Implementation: GraphK-LR Refiner
A metagenomic binning refinement tool for long reads, which can be used in conjunction with long-read binning tools such as OBLR, MetaBCC-LR, and others. This refinement tool considers information at the microorganism kingdom level during the refinement process and utilizes a read-overlap graph approach. The tool is being finalized as a Python-based command-line tool.
Results and Analysis
| Dataset | Tool | Precision(%) | Recall(%) | F1-score(%) | ARI(%) |
|---|---|---|---|---|---|
| SRR932898 | OBLR | 97.96 | 97.46 | 97.71 | 97.63 |
| GraphK-LR | 98.6 | 98.08 | 98.34 | 98.44 | |
| ERR97765782 | OBLR | 65.44 | 77.64 | 71.02 | 52.80 |
| GraphK-LR | 66.17 | 79.27 | 72.14 | 54.22 | |
| SRR13128014 | LRBinner | 79.27 | 87.89 | 83.36 | 64.72 |
| GraphK-LR | 79.88 | 88.57 | 84.01 | 65.42 | |
| ERR9765783 | OBLR | 79.04 | 96.91 | 87.06 | 76.95 |
| GraphK-LR | 79.52 | 97.77 | 87.71 | 77.87 |
Conclusion
This study introduces a new method for refining long-read metagenomic binning by using read-overlap graphs to correct misclassified reads from an initial binning tool. By incorporating kingdom-level annotations with species-specific markers and orthologous gene groups, we significantly improved binning, especially for unclassified reads. While traditional label propagation with GNNs is limited by the initial bin count, even small accuracy gains can greatly impact downstream analyses. Our approach adds kingdom-specific information directly from raw reads, offering a valuable enhancement to long-read binning methods.
Publications
References
[1] Wickramarachchi, A., Mallawaarachchi, V., Rajan, V., & Lin, Y. (2020). MetaBCC-LR: metagenomics binning by coverage and composition for long reads. Bioinformatics (Oxford, England), 36(Suppl_1), i3–i11. https://doi.org/10.1093/bioinformatics/btaa441
[2] Wickramarachchi, A., & Lin, Y. (2022). Binning long reads in metagenomics datasets using composition and coverage information. Algorithms for molecular biology : AMB, 17(1), 14. https://doi.org/10.1186/s13015-022-00221-z
[3] Wickramarachchi, A., & Lin, Y. (2022, May). Metagenomics binning of long reads using read-overlap graphs. In RECOMB International Workshop on Comparative Genomics (pp. 260-278). Cham: Springer International Publishing.

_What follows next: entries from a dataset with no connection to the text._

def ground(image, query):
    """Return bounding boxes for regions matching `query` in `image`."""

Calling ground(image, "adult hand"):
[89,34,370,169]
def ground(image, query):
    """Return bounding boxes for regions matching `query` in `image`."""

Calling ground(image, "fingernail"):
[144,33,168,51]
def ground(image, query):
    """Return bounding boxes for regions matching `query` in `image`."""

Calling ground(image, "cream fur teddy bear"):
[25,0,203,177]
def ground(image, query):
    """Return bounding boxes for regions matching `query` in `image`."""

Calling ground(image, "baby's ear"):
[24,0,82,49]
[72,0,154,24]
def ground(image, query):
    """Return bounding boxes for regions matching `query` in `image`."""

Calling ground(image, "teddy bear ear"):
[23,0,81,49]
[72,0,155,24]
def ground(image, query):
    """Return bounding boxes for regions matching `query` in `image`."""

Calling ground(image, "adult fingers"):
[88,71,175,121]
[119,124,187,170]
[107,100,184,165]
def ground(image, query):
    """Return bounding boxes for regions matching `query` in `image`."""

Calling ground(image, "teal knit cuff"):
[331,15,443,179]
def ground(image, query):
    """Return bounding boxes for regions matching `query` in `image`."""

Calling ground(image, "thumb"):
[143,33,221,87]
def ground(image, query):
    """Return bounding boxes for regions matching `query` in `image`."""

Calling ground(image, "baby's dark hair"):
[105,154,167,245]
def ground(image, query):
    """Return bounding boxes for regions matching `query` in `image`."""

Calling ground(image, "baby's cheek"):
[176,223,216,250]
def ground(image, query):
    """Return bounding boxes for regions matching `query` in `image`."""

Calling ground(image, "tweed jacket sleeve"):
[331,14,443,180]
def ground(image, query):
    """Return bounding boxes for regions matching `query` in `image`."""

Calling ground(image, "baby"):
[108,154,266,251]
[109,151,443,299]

[4] D. Herath, S. L. Tang, K. Tandon, D.Ackland, and S. K. Halgamuge, “CoMet: A workflow using contig coverage and composition for binning a metagenomic sample with high precision,” BMC Bioinformatics, vol. 18, 2017, doi:10.1186/s12859-017-1967-3.
[5] V. Mallawaarachchi and Y. Lin, “MetaCoAG: Binning Metagenomic Contigs via Composition, Coverage and Assembly Graphs,” in Lecture Notes in Computer Science (including subseries Lecture Notes in Artificial Intelligence and Lecture Notes in Bioinformatics), 2022. doi: 10.1007/978-3-031-04749-7_5.
[6] V. Mallawaarachchi, A. Wickramarachchi, and Y. Lin, “GraphBin: refined binning of metagenomic contigs using assembly graphs,” Bioinformatics, vol. 36, no. 11, pp. 3307–3313, Jun. 2020, doi:10.1093/BIOINFORMATICS/BTAA180.